Have there been other MotoGP race winners this season that have not met the minimum tire pressures either? “Yes,” Dall’Igna replied. Also from other brands? “Yes,” assured the Ducati strategist.

In Jerez, Alex Rins is also said to have driven with under-inflated tires. Andrea Dovizioso, also a Suzuki and Yamaha driver, was named as the fourth offender. The tire pressure measured on the front tire was too low for both of them, they ended up in 19th and 17th place. They could have fallen below the limit at the front due to their slow driving style…

“At Ducati, we strive to comply with Michelin regulations at all Grands Prix,” said Gigi Dall’Igna.
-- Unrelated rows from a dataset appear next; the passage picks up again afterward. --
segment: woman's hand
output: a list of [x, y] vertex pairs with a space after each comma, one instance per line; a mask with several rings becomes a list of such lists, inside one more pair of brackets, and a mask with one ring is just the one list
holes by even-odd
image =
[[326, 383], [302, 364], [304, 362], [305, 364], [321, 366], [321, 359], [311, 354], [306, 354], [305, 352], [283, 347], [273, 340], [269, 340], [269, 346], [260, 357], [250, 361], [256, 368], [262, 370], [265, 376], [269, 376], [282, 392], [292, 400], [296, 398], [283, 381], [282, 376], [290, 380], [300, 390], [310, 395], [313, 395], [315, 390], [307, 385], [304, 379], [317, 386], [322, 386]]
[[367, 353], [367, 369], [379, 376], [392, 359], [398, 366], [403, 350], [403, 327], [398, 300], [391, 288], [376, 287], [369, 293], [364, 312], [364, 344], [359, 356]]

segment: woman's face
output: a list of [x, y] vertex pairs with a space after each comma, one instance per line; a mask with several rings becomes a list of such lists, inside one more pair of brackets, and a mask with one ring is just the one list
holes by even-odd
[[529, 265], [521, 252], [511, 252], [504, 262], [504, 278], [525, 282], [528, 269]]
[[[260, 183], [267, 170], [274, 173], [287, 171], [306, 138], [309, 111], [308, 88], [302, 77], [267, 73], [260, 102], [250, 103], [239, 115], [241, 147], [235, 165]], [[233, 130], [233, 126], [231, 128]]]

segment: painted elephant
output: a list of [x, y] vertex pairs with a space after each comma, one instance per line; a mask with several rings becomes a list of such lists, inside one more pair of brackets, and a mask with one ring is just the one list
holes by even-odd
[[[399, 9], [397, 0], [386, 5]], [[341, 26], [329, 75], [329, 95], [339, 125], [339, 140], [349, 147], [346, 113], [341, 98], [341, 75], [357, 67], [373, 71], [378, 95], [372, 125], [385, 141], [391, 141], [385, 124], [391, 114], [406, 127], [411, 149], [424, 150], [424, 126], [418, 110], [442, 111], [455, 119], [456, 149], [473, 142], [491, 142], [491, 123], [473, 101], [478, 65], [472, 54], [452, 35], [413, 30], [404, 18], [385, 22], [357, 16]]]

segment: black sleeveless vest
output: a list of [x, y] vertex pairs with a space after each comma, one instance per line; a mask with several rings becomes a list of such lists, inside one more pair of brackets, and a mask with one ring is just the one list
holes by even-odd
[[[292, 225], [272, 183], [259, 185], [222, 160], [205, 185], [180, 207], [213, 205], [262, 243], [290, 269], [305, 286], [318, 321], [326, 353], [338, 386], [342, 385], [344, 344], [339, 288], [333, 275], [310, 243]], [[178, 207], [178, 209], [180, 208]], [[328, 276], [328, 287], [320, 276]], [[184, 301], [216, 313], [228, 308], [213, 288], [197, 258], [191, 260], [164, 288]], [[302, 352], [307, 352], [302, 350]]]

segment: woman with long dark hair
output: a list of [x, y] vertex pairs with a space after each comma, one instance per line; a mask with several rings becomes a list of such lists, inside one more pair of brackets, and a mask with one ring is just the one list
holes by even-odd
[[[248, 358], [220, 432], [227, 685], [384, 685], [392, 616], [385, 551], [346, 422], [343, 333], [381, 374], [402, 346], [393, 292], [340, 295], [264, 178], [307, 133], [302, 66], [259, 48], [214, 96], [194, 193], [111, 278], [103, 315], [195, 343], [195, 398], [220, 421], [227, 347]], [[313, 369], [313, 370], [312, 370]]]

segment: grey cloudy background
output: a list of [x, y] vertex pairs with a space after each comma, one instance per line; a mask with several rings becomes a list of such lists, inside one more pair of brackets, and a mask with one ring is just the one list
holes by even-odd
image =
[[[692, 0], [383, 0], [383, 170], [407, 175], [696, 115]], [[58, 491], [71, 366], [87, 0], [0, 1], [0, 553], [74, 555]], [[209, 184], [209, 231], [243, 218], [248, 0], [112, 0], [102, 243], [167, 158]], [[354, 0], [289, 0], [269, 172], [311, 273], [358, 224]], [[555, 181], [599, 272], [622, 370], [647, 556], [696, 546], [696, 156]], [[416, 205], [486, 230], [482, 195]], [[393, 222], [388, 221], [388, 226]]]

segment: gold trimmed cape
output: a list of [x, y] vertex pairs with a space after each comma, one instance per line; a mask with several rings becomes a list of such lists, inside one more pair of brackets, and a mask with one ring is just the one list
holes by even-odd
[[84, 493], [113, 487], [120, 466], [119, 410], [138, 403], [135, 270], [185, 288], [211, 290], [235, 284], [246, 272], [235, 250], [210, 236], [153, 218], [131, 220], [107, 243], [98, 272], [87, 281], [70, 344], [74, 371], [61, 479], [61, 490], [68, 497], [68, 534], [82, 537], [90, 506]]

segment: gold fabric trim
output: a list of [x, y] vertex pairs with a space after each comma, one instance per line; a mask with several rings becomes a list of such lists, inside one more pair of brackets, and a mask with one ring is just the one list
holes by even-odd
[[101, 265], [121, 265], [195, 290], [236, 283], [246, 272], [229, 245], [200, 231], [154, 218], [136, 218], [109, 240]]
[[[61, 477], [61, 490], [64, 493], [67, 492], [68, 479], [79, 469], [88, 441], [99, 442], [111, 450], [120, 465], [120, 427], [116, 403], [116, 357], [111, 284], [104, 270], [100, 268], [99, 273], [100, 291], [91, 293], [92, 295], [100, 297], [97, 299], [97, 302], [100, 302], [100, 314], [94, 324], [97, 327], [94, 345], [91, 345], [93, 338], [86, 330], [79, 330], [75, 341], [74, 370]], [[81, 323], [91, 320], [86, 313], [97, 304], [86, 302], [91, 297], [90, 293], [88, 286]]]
Results MotoGP Jerez (May 1st):

1. Pecco Bagnaia (I), Ducati, 25 Runden in 41: 00.554 min
2. Fabio Quartararo (F), Yamaha, +0.285 sec
3. Aleix Espargaró (E), Aprilia, +10,977
4. Marc Marquez (L), Honda, +12,676
5. Jack Miller (AUS), Ducati, +12,957
6. Joan Mir (E), Suzuki, +13,934
7. Takaaki Nakagami (J), Honda, +14,929
8. Enea Bastianini (I), Ducati, +18.436
9. Marco Bezzecchi (I), Ducati, +18,830
10. Brad Binder (ZA), KTM, +20.056
11. Pol Espargaro (E), Honda, +20,856
12. Miguel Oliveira (L), KTM, +23,131
13. Alex Marquez (L), Honda, +25,306
14. Maverick Vinales (E), Aprilia, +27.358
15. Franco Morbidelli (I), Yamaha, +27.519
16. Luca Marini (I), Ducati, +29,278
17. Andrea Dovizioso (I), Yamaha, +35.204
18. Fabio Di Giannantonio (I), Ducati, +35.361
19. Alex Rins (E), Suzuki, +38,922
20. Remy Gardner (AUS), KTM, +43.378
21. Lorenzo Savadori (I), Aprilia, +44.299
22. Jorge Martin (E), Ducati, +1:07.681min
– Stefan Bradl (D), Honda, 15 laps back
– Johann Zarco (F), Ducati, 16 laps behind
– Darryn Binder (ZA), Yamaha, 20 laps behind

Championship status after 6 of 21 Grand Prix:

1. Quartararo 89 Punkte. 2. Aleix Espargaro 82. 3. Bastianini 69. 4. Rins 69. 5. Bagnaia 56. 6. Mir 56. 7. Zarco 51. 8. Brad Binder 48. 9. Marc Marquez 44. 10. Oliveira 43. 11. Miller 42. 12. Pol Espargaró 35. 13. Martin 28. 14. Viñales 27. 15. Nakagami 21. 16. Morbidelli 18. 17. Alex Márquez 16. 18. Bezzecchi 15. 19. Marini 14. 20. Dovizioso 8. 21. Darryn Binder 6. 22. Gardner 3.

Constructors’ Championship:

1. Ducati 131 Punkte. 2. Yamaha 89. 3. Aprilia 83. 4. Suzuki 80. 5. KTM 76. 6. Honda 57.

Team World Cup:

1. Suzuki Ecstar 125 Punkte. 2. Aprilia Racing 109. 3. Monster Energy Yamaha 107. 4. Ducati Lenovo 98. 5. Red Bull KTM Factory 91. 6. Pramac Racing 79. 7. Repsol Honda 79. 8. Gresini Racing MotoGP 69. 9. LCR Honda 37. 10. Mooney VR46 Racing 29. 11. WithU Yamaha RNF 14. 12. Tech3 KTM Factory 3.